If a switchover fails, troubleshoot the problem according to the log information. For details, see Log Reference.

Exception Handling

Exception handling rules are as follows:

A switchover takes a long time under high service loads. In this case, no further operation is required.
When standby nodes are being built, a primary node can be demoted to a standby node only after sending logs to one of the standby nodes. As a result, the primary/standby switchover takes a long time. In this case, no further operation is required. However, you are not advised to perform a primary/standby switchover during the build process.
During a switchover, due to network faults and high disk usage, it is possible that the primary and standby instances are disconnected, or two primary nodes exist in a single pair.
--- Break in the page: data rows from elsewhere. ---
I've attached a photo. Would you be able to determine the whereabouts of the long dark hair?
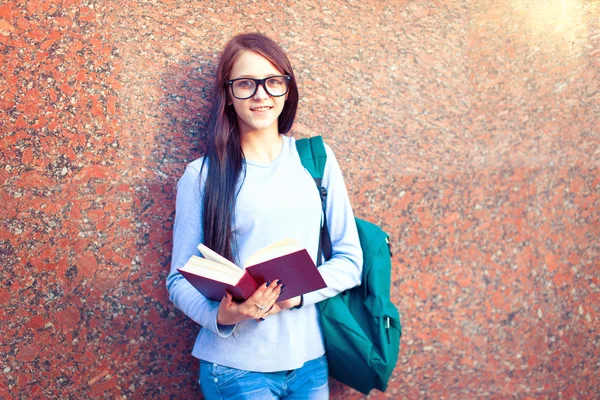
[203,33,298,261]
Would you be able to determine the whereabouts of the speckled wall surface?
[0,0,600,399]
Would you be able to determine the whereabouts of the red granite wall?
[0,0,600,399]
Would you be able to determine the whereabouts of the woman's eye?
[236,81,253,89]
[267,78,283,86]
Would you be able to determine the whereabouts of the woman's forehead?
[229,50,283,79]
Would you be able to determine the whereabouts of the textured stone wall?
[0,0,600,399]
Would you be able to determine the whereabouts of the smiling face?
[228,50,287,135]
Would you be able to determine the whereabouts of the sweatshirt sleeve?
[304,145,363,305]
[167,164,235,337]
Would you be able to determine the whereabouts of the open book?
[177,239,327,302]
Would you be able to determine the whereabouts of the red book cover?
[246,250,327,301]
[178,239,327,302]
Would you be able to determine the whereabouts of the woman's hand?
[217,280,287,325]
[263,296,302,318]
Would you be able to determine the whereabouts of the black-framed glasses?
[227,75,292,100]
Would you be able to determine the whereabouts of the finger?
[255,279,281,307]
[263,281,285,305]
[221,292,233,307]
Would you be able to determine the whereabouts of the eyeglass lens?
[231,76,289,99]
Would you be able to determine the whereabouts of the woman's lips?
[250,106,273,112]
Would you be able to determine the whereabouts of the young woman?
[167,33,362,399]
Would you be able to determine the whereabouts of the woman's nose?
[254,85,269,99]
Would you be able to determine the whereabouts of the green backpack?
[296,136,402,394]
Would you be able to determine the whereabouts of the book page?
[244,239,304,268]
[181,256,244,286]
[198,243,241,271]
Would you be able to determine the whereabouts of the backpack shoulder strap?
[296,136,333,265]
[296,136,327,180]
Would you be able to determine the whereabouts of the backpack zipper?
[385,317,391,344]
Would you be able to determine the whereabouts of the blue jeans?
[200,356,329,400]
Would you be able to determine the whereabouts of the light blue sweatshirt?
[167,136,362,372]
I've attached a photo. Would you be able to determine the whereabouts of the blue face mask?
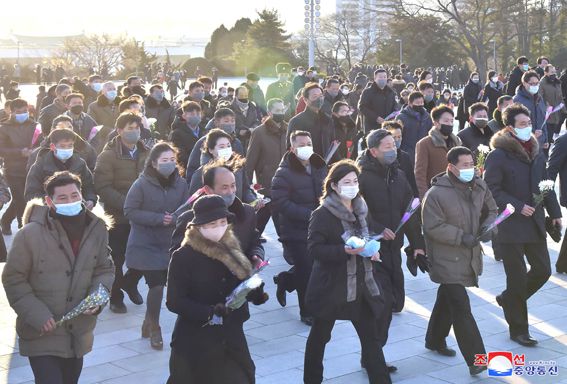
[55,200,83,216]
[106,91,118,101]
[514,127,532,141]
[459,168,474,183]
[15,112,30,124]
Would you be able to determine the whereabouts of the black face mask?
[439,124,453,136]
[69,105,84,115]
[272,113,285,124]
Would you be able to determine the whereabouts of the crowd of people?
[0,57,567,384]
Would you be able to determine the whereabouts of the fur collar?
[429,127,461,148]
[181,226,253,280]
[22,198,114,230]
[490,127,539,162]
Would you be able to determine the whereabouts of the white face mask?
[296,146,313,161]
[339,185,358,200]
[217,147,232,161]
[199,224,228,243]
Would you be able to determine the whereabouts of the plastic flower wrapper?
[477,204,516,238]
[533,180,555,208]
[226,273,262,311]
[475,144,490,173]
[56,284,110,326]
[394,197,420,233]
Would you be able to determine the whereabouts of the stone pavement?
[0,216,567,384]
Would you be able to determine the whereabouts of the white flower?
[537,180,555,193]
[476,144,490,154]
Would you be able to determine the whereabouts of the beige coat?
[2,200,114,358]
[421,174,498,287]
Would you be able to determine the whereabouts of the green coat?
[94,136,148,224]
[421,174,498,287]
[2,199,114,358]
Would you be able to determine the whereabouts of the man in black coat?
[506,56,530,96]
[358,129,425,366]
[272,131,327,325]
[457,103,494,161]
[547,135,567,273]
[170,164,264,262]
[484,104,561,346]
[287,83,334,158]
[358,68,397,134]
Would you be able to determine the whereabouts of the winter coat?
[358,150,424,254]
[506,66,524,96]
[415,128,461,199]
[483,81,504,116]
[146,96,175,140]
[38,99,67,137]
[484,128,561,243]
[185,135,244,182]
[358,82,397,134]
[457,123,494,159]
[539,76,567,124]
[514,86,547,149]
[166,227,254,384]
[0,119,41,178]
[305,205,384,320]
[330,116,358,163]
[286,108,335,158]
[396,107,433,162]
[421,173,498,287]
[87,95,121,131]
[245,117,287,197]
[463,80,482,120]
[169,118,206,174]
[170,197,264,259]
[189,156,257,204]
[94,136,149,224]
[24,148,98,204]
[2,200,114,358]
[547,135,567,207]
[124,170,189,271]
[272,152,327,242]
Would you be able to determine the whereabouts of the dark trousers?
[555,232,567,272]
[303,302,392,384]
[108,224,142,303]
[501,243,551,337]
[2,175,26,228]
[278,241,313,316]
[29,356,83,384]
[425,284,486,366]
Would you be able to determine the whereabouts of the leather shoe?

In this case, perform the following steps:
WARNING: After two primary nodes appear, perform the following steps to restore the normal primary/standby state: Otherwise, data loss may occur.

Run the following commands to query the current instance status of the database:
```
gs_om -t status --detail
```
The query result shows that the status of two instances is Primary, which is abnormal.
Determine the node that functions as the standby node and run the following command on the node to stop the service:
```
gs_ctl stop -D /home/omm/cluster/dn1/
```
Run the following command to start the standby node in standby mode:
```
gs_ctl start -D /home/omm/cluster/dn1/ -M standby
```
Save the information about the primary and standby nodes in the database.
```
gs_om -t refreshconf
```
Check the database status and ensure that the instance status is restored.